Happy Birthday Cornell Capa!
Today we celebrate the birthday of ICP’s founder, Cornell Capa.
Born in Budapest, Capa moved to Paris in 1936 to join his brother, legendary war photographer Robert Capa. Although he had intended to study medicine, Cornell was drawn to photography through his brother and began making prints for him, as well as for Henri Cartier-Bresson and Chim (David Seymour), and in 1937 he moved to New York to pursue a career.
After he had worked in the darkrooms of the Pix agency and LIFE for a few years, his first photo story was published in Picture Post in 1939. During World War II, Capa worked for the US Army Air Corps Photo-Intelligence Unit and the Army Air Corps’s public relations department. In 1946, he became a staff photographer at LIFE, based mainly in the American Midwest, and covered some three hundred assignments over the next three years. He was the magazine’s resident photographer in England for two years, after which he returned to the United States.
Upon Robert’s death in 1954, Capa left LIFE to continue his borther’s work at Magnum. Over the next twenty years, Capa photographed many important stories for Magnum, including the activities of the Perón government in Argentina; the Democratic National Conventions of 1956, 1960 and 1968; and John F. Kennedy’s first hundred days in office.
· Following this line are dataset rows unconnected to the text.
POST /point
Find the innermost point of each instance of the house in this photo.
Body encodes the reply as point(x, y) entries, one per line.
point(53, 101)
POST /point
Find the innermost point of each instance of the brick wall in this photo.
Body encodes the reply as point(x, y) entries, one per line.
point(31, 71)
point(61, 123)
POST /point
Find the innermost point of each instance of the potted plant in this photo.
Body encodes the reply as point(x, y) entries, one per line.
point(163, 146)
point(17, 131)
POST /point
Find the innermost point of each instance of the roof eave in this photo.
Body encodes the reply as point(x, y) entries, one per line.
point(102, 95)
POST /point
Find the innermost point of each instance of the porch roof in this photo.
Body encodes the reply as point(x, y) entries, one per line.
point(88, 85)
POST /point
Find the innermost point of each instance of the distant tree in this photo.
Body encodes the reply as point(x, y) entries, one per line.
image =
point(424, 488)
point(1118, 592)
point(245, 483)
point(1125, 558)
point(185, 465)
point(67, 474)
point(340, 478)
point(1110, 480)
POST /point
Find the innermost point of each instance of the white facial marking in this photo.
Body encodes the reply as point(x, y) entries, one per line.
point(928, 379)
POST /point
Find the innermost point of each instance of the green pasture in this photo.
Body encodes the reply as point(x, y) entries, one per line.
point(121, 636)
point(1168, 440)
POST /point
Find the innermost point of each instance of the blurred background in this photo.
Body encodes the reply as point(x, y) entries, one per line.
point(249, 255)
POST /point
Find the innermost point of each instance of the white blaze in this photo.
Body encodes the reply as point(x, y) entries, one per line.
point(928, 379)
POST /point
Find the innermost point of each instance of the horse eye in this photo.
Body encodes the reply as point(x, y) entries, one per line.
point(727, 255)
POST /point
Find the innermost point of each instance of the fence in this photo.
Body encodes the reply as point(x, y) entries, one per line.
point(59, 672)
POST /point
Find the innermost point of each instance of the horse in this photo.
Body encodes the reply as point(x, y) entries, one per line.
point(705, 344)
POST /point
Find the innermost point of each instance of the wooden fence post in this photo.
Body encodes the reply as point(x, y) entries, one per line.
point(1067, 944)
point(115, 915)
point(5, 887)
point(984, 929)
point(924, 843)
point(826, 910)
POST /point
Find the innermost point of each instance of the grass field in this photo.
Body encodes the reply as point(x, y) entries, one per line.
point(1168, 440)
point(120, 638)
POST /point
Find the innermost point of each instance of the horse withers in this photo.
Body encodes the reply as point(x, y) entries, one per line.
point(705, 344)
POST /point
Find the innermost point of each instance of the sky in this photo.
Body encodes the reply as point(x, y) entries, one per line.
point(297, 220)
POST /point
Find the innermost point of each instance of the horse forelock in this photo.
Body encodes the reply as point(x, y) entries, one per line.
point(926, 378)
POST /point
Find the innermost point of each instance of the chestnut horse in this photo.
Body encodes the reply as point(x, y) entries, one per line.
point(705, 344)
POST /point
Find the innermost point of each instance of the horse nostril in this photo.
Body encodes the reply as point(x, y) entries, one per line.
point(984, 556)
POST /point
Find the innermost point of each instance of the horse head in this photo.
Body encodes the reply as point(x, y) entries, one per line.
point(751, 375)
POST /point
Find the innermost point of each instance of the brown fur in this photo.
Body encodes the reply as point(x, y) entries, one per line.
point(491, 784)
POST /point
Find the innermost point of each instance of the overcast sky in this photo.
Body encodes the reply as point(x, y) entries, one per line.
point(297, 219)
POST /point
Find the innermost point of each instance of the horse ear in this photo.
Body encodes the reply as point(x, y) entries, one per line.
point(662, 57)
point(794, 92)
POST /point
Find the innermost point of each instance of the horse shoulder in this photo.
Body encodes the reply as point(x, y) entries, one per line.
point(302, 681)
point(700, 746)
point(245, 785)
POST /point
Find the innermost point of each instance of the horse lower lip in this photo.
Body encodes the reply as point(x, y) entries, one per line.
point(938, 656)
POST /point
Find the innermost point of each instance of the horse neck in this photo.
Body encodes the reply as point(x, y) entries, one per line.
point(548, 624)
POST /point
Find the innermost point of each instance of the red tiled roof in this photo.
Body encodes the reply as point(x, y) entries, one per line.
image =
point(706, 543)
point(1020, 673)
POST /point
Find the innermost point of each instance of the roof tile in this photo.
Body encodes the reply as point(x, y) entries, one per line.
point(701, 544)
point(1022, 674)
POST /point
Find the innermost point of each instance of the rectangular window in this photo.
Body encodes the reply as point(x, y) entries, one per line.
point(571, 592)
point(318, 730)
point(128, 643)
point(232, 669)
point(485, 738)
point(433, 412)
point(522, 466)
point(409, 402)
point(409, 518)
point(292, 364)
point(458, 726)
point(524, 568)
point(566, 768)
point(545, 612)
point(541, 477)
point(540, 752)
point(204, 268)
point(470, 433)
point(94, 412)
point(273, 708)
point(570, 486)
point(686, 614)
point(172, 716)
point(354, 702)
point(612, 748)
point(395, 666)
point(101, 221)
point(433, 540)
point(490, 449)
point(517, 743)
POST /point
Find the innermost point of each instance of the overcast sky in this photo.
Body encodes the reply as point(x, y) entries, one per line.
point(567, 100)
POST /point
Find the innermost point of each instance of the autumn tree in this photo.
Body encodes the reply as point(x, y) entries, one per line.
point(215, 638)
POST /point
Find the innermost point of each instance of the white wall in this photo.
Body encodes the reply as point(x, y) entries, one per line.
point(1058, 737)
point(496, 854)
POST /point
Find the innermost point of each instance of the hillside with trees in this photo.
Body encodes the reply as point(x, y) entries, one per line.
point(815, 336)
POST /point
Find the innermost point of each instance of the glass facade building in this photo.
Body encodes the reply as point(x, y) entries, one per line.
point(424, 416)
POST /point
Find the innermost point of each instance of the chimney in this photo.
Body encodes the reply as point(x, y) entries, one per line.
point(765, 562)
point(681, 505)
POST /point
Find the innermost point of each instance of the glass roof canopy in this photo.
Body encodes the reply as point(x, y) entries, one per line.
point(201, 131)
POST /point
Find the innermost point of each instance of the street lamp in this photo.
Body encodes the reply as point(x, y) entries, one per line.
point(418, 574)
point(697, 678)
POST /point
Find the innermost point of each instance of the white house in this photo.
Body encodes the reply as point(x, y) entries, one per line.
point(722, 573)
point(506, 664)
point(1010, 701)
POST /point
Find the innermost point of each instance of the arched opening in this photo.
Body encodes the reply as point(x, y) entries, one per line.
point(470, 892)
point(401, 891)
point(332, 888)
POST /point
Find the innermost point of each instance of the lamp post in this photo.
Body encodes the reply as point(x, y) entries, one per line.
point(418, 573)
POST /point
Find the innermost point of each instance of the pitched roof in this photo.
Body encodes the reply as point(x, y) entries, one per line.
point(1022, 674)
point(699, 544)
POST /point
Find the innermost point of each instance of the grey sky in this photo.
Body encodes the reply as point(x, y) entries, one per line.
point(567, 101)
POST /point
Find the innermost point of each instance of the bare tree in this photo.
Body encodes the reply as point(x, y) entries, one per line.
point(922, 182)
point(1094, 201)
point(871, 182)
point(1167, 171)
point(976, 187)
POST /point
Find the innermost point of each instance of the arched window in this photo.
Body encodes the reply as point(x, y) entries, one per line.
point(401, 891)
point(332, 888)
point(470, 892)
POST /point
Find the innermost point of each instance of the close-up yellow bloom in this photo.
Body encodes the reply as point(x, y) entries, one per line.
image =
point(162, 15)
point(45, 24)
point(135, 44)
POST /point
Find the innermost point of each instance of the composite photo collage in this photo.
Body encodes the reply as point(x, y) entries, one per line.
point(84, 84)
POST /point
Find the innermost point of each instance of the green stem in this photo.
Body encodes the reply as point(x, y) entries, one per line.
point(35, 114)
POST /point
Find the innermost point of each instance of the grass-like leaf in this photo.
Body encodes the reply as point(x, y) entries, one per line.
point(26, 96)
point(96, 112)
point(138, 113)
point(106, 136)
In the mid-1970s he devoted himself more to the care and promotion of other photographers’ work through his International Fund for Concerned Photography. In 1974, he organized the exhibition The Concerned Photographer, which led to the establishment of the International Center of Photography. ICP’s mission was to give support to photography as a means of communication and creative expression, and to the preservation of photographic archives as a vital component of twentieth-century history. Capa served as ICP’s Director Emeritus until his death in 2008.
(thanks to / via: icphoto)
“One thing that Life and I agreed right from the start was that one war photographer was enough for my family; I was to be a photographer of peace.” (Cornell Capa)
(thanks to / via: m3zzaluna)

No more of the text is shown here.